Aboriginal and Torres Strait Islander people should be aware that this website may contain images, voices and names of people who have passed away.

Grieving Children – What to Expect

Children's reactions to death will vary greatly depending on their age and stage of development, their relationship with their brother, sister, relative or friend, and whether they have had any previous experience of death.

There’s not much different between children's and adult grief; outwardly maybe, but not inwardly. ~ Di McKissock 2013

Children's reactions to death will vary greatly depending on their age and stage of development, their relationship with their brother, sister, relative or friend, and whether they have had any previous experience of death.

The main support for a grieving child will come from within their own family and community.

Children experience many of the same feelings adults do, though the ways they react to and express these feelings are often different. Children do not have the words to express their strong feelings and may feel confused by the strength of their response to the death of their loved one. Children may act out their grief; become clingy, regress to certain comforting behaviours, throw tantrums, cry or have nightmares.

It is through play that children process new information and experiences, express their feelings and act out their fantasies. Play helps children learn how to navigate the world around them. It is natural, therefore, for death to become a common theme within the play of a grieving child. A young child may draw pictures of the person who died, re‐create a funeral scene with dolls or help a sad stuffed animal find its mummy.

Children tend to grieve in spurts, avoiding intense emotions for long periods of time. When children receive the news that a loved one has died, they may respond with a burst of emotion and then ask to play outside. By allowing themselves brief amounts of time to grieve, the painful feelings children experience when someone dies become more manageable. This does not mean, however, that children "get over" their grief quickly. Instead, they tend to experience these painful feelings over and over again.

As children grow, they begin to understand more about death, eventually reaching the conclusion that death is forever and that their loved one will never come back.
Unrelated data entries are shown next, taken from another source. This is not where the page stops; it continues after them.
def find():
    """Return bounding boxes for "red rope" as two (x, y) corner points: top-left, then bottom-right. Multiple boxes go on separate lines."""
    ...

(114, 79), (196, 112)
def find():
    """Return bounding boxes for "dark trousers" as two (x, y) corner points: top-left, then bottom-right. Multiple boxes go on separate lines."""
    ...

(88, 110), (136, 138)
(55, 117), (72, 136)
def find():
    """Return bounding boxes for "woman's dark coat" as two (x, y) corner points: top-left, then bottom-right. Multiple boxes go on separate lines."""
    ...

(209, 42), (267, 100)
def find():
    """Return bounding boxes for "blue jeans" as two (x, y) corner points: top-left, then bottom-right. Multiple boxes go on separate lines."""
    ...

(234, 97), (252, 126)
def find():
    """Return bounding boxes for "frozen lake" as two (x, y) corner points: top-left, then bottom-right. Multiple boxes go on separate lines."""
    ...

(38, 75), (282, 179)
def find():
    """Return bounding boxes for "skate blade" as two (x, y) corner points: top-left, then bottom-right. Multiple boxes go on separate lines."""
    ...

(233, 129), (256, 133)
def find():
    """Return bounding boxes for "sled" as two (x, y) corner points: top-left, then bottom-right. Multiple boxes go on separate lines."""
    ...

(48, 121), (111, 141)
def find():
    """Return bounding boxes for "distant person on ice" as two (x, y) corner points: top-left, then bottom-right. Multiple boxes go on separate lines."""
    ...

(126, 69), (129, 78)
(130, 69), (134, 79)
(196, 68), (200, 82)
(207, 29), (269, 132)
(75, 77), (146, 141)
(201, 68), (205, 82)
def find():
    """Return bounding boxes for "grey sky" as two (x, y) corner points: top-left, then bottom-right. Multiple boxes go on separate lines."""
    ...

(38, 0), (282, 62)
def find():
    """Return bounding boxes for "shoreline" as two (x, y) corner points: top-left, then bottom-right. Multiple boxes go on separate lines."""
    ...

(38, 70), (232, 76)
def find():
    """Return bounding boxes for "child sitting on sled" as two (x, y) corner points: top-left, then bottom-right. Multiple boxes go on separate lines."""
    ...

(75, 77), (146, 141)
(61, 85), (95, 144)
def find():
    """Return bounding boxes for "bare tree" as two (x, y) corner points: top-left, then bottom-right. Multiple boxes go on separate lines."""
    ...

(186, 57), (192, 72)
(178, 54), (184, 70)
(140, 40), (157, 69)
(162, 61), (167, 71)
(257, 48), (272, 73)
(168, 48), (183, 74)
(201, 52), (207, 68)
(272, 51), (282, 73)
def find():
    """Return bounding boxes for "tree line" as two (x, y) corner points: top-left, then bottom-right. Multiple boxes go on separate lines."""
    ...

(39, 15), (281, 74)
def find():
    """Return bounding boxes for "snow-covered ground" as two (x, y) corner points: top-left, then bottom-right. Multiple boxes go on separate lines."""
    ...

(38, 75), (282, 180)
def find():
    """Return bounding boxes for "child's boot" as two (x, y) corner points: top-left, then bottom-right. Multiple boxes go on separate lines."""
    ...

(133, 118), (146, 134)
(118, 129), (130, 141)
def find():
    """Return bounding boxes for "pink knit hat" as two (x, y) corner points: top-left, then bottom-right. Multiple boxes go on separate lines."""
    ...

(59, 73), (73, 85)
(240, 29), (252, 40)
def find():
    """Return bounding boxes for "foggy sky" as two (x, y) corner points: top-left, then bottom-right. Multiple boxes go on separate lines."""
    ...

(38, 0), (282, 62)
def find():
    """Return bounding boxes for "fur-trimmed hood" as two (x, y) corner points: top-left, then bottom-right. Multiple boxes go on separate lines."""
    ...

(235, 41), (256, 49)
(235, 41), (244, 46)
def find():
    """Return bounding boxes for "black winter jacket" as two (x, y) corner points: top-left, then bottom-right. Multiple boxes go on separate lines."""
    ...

As they gradually reach this understanding, children will re‐grieve the loss of their loved one. They will grieve for what could have been, and may need additional support during important holidays and developmental milestones.1

Siblings have unique relationships and need their own time to grieve. They may even need their own special person to debrief with, as they often feel they don't want to further worry their parents.

Some things to keep in mind include:

  • The death of a sibling can create a specific kind of aloneness.
  • Siblings will often postpone their grief whilst they care for other family members.
  • Siblings can also say things they don't mean – with their sadness occurring at a later time, often triggered by another event.
  • The death of a sibling will change the position of children in the family.
  • The grief for a sibling may re-occur as they face new life experiences, for example graduation, marriage, birth of children.
  • Siblings experience the same range of emotions and feelings as adults but will often express them in different ways, perhaps through behaviour and play.2


1 Adapted from: Grief Through a Child’s Eyes, Walko-Henry, K. The Center for Grief & Healing

2 Adapted from: Journeys: Palliative care for children and teenagers, version 2, Eds. Fleming, S. Coombs, S. and Phillips, M., Palliative Care Australia, 2010


"In grief, no matter what our age, intelligence, or culture, we all regress and internally feel as vulnerable as a young child."

~ Di McKissock 2013

"Nightmares are part of the work of grieving – our feelings searching for images bad enough to explain the intensity of our distress. They don't need to be 'fixed', analysed or interpreted, they simply need to be externalised. We can describe our dreams to a compassionate other, or express them some other way - perhaps through art, sport, writing - any way that is familiar and comfortable for the person who is grieving."